After some research, I have found out that it is caused by a known Sqoop bug: SQOOP-2943. This happens because Sqoop currently uses the Kite SDK to generate Parquet file, and the Kite SDK uses the /tmp directory to generate the parquet file on the fly. Because the /tmp directory is not encrypted and the hive warehouse directory is encrypted, the final move command to move the parquet file from the /tmp directory to hive warehouse will fail due to the encryption.

The import only fails with parquet format, the text file format currently works as expected.
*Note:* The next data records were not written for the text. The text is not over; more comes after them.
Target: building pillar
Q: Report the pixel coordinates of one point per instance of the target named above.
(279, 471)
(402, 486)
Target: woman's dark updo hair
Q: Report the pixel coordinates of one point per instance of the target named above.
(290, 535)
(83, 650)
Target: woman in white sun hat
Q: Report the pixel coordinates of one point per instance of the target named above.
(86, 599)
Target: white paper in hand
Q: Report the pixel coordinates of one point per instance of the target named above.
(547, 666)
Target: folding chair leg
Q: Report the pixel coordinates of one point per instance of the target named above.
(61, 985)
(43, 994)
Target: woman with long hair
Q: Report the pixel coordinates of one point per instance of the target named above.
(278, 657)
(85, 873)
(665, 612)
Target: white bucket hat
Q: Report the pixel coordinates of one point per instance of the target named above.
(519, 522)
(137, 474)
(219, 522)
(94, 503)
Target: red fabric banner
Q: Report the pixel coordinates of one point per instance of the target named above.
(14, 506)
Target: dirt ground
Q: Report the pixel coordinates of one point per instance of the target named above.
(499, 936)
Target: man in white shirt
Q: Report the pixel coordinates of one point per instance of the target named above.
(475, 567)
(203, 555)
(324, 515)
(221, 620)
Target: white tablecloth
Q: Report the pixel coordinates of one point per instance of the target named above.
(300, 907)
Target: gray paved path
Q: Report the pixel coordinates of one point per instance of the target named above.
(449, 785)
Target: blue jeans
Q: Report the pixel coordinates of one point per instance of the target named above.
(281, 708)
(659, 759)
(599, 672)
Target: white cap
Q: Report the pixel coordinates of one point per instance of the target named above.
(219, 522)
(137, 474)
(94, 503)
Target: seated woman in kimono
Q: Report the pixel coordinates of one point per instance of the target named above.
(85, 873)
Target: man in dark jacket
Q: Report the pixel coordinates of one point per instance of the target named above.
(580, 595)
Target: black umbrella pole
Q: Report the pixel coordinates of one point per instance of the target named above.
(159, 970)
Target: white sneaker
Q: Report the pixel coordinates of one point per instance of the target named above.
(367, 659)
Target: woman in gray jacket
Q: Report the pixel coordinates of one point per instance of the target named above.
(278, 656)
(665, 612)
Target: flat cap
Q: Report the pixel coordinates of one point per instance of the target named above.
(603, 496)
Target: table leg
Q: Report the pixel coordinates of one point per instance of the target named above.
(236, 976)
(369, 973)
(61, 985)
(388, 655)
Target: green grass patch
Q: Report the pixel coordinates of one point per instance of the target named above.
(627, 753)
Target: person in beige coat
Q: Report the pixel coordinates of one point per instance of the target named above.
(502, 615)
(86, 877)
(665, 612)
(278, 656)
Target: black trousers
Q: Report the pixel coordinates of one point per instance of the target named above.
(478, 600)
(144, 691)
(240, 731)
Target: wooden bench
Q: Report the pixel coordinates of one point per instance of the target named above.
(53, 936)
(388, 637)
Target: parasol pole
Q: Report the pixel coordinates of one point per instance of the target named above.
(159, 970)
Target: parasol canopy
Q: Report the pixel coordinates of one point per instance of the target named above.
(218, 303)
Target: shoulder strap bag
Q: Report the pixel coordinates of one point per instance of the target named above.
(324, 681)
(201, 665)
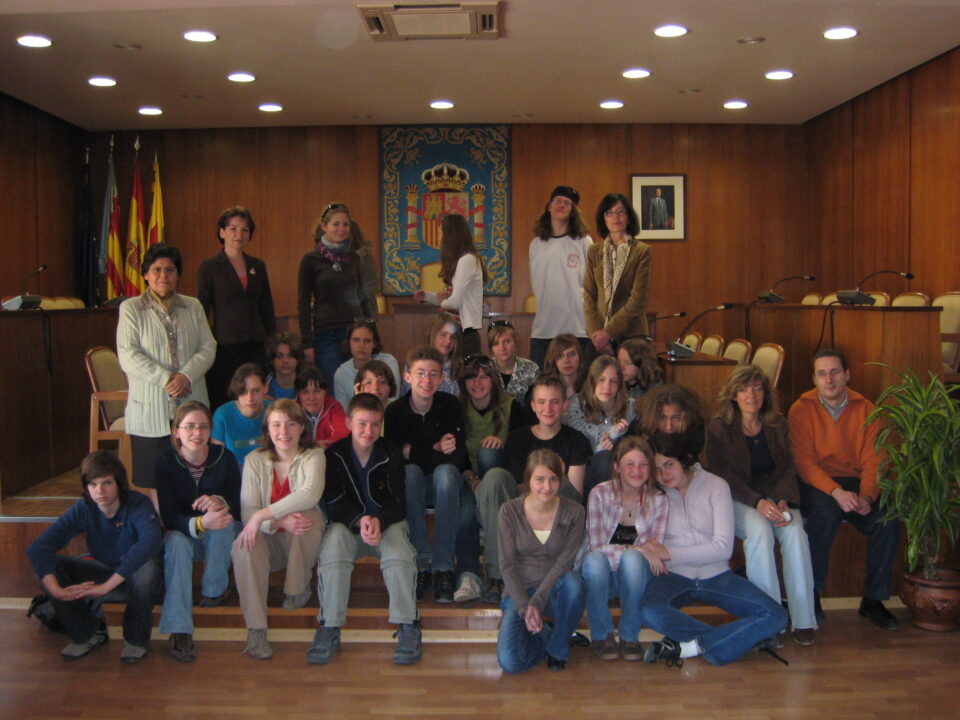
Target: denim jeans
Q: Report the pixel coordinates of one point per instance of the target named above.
(823, 520)
(758, 535)
(759, 616)
(441, 491)
(628, 582)
(82, 618)
(179, 553)
(328, 351)
(518, 649)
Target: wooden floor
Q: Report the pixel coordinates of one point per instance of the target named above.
(854, 672)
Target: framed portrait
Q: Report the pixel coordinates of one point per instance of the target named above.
(660, 201)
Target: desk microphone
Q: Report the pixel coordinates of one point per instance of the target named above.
(856, 297)
(772, 297)
(678, 349)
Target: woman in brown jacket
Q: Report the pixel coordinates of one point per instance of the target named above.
(617, 277)
(748, 445)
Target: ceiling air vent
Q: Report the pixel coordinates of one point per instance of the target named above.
(422, 21)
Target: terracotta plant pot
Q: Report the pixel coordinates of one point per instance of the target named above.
(934, 604)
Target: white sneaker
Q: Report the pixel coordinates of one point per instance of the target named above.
(468, 589)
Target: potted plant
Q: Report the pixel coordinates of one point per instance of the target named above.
(918, 440)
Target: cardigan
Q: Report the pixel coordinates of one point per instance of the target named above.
(144, 357)
(307, 473)
(239, 315)
(728, 456)
(176, 490)
(629, 317)
(525, 562)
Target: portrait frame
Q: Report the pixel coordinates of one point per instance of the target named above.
(653, 227)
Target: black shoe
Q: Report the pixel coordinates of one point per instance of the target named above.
(875, 612)
(443, 586)
(665, 649)
(424, 581)
(555, 664)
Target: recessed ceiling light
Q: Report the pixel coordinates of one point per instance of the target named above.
(199, 36)
(34, 41)
(670, 31)
(842, 33)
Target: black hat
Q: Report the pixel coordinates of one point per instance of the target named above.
(567, 192)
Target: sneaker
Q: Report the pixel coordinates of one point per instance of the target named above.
(295, 602)
(424, 581)
(257, 646)
(75, 651)
(468, 589)
(493, 592)
(606, 649)
(409, 643)
(443, 586)
(182, 648)
(132, 653)
(326, 644)
(631, 651)
(665, 649)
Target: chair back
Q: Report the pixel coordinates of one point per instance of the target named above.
(911, 299)
(738, 350)
(712, 345)
(769, 358)
(103, 368)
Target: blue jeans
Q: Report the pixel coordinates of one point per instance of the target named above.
(758, 535)
(628, 582)
(441, 491)
(760, 617)
(518, 649)
(179, 553)
(82, 618)
(823, 520)
(328, 351)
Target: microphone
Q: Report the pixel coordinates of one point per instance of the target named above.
(771, 297)
(856, 297)
(678, 349)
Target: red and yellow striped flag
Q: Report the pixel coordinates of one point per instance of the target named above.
(136, 240)
(155, 229)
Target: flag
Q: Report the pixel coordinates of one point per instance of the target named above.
(111, 254)
(136, 241)
(86, 240)
(155, 230)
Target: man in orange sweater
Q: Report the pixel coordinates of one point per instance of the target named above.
(837, 462)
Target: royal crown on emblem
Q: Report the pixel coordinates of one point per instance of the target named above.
(445, 177)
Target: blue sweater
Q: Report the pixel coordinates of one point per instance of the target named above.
(123, 543)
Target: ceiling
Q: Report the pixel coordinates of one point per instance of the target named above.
(554, 63)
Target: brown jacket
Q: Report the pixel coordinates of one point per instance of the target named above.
(629, 317)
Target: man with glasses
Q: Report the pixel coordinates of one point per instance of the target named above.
(837, 462)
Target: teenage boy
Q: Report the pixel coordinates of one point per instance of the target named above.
(364, 498)
(122, 565)
(427, 426)
(549, 403)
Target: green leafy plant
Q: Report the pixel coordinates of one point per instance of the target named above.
(918, 439)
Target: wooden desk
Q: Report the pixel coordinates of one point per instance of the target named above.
(903, 337)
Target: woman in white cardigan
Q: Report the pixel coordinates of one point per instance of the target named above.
(282, 526)
(165, 347)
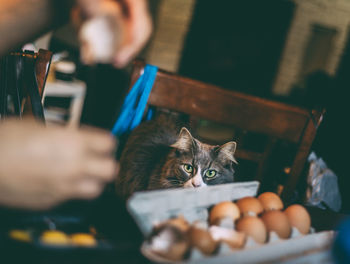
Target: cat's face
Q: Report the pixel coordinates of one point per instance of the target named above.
(195, 164)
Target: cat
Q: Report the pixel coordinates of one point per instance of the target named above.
(161, 154)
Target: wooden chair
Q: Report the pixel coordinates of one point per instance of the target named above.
(23, 77)
(277, 121)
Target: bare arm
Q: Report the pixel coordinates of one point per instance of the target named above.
(22, 21)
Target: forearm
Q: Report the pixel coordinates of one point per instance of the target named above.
(22, 21)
As SQOOP-2943 is not fixed at this stage, and there is no direct workarounds, I would suggest the following two methods for importing the data into a Hive parquet table, inside the encrypted warehouse:

  • Import the data as text file format into Hive temporary table inside the Hive warehouse (encrypted), and then use Hive query to copy data into destination parquet table
  • Import the data as parquet file into non-encrypted temporary directory outside of Hive warehouse, and then again use Hive to copy data into destination parquet table inside the Hive warehouse (encrypted)

Hope above can help with anyone who noticed the similar issues.